After that, he stepped firmly into the new decade with The Desecration of Susan Browning. Susan and Marty are young actors in Los Angeles about to make it big when Marty saves a wealthy woman named Wanda Carmichael from being raped. Wanda is intrigued by this young stud, and soon Marty has disappeared, filed for divorce, and is living with Wanda on her fabulous estate. The Satanic Organization has made him Wanda’s love slave using an obsession spell. As he tells Susan, if Wanda asked him to kill his ex-wife, he’d do it in a heartbeat.
This was Satanic Panic fan fiction, updating the Michelle Remembers fever dream of a global satanic conspiracy to the yuppie-infested ’80s and giving it a kinky twist. In the next five books, Martin returns obsessively to certain themes: betrayal by authority, body swapping, mind control, and an ever-shifting power exchange as obsession spells bounced from character to character like pervy pinballs. Lisa Black, a minor character in Susan Browning, takes center stage in The Devil and Lisa Black. In The Possession of Jessica Young we meet Stephen Abbott, head honcho of the Satanic Organization, locked in a psychic war with Jessica Young, whose powerful abilities spell trouble for Satan. Abbot mind-controls Jessica’s sister, Jessica teams up with a cop to stage a rescue, the cop betrays Jessica, and then Jessica’s sister betrays Jessica, too.
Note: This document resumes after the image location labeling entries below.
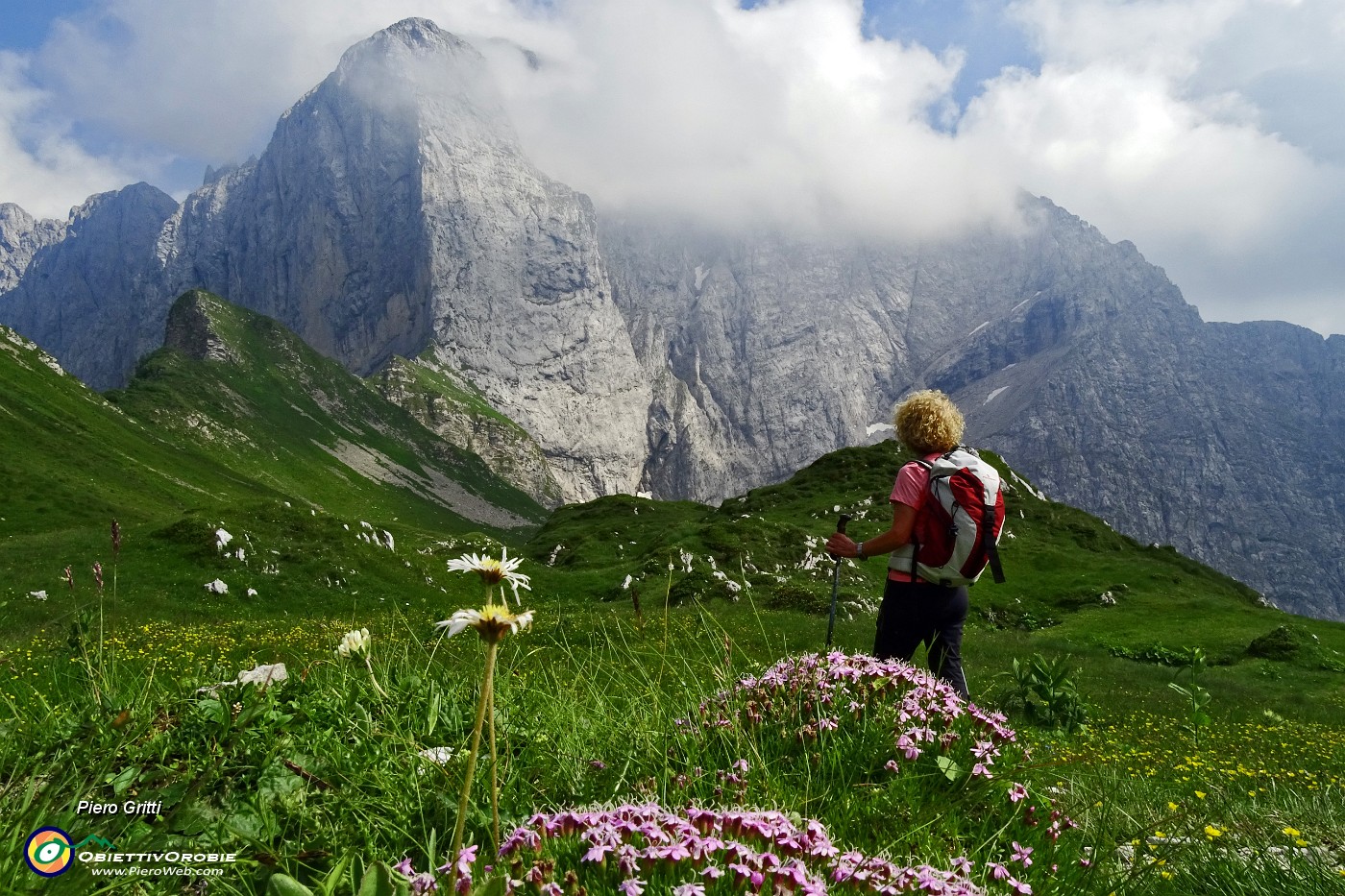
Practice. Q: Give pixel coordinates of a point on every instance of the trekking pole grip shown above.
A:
(841, 525)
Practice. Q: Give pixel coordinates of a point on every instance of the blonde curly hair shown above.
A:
(927, 423)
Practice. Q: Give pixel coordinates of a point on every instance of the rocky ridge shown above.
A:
(22, 237)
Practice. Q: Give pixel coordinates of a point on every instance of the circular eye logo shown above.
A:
(47, 852)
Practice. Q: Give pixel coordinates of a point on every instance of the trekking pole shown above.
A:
(836, 581)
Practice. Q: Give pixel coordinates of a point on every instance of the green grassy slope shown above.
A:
(1075, 587)
(306, 467)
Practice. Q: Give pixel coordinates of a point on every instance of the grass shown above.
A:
(319, 777)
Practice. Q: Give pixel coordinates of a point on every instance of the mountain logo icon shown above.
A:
(49, 852)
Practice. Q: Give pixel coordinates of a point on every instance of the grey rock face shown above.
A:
(1217, 439)
(1071, 355)
(191, 331)
(90, 299)
(767, 351)
(22, 237)
(394, 210)
(459, 415)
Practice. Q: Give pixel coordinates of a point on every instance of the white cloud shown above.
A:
(44, 170)
(1143, 120)
(1210, 132)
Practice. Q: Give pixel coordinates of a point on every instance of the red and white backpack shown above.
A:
(958, 525)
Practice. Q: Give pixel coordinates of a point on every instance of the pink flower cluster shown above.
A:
(759, 852)
(816, 691)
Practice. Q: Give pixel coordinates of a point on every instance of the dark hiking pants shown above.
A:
(918, 613)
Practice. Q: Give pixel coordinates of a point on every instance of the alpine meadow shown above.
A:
(385, 520)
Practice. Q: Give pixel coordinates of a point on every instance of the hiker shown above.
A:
(928, 424)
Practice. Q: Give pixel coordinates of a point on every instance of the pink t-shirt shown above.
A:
(911, 489)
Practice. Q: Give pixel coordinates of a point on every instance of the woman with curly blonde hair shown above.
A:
(914, 611)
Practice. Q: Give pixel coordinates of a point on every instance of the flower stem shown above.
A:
(481, 702)
(495, 785)
(369, 665)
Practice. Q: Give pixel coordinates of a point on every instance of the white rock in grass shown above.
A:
(262, 675)
(437, 754)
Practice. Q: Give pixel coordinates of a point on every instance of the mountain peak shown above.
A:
(409, 37)
(192, 328)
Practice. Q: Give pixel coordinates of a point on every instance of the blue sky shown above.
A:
(1208, 132)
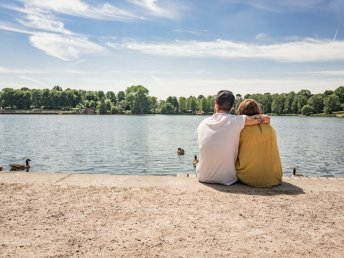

And so it goes: betrayal bleeds into betrayal in an endless blur of sexualized dominance and submission. Nine-year-olds are trapped in adult bodies. Powerful women are turned into French maids. Psychic vampires from Hong Kong murder children in Washington, D.C. The final installment takes place at a military academy, which is also a secret base for swapping the minds of older Satanic Organization loyalists into the bodies of teenaged cadets. The only ones who can resist the mind control are virgins. Lest one think this is too kinky for mainstream publishing, know that when Playboy Press shut down in 1982, Tor instantly picked up the rest of Martin’s series.
Underneath all the pseudosexual silliness was the message that a decadent elite controlled everything. In Martin’s world, everyone was either a master or a slave. Satan was the force that made your dreams come true at the price of your soul. Satan was the cause of all corruption. Satan was the reason things never worked out. Resistance was futile. The game was rigged before you were ever born.
The horror of these books is that Satan always wins. Just look at the world. The evidence is everywhere.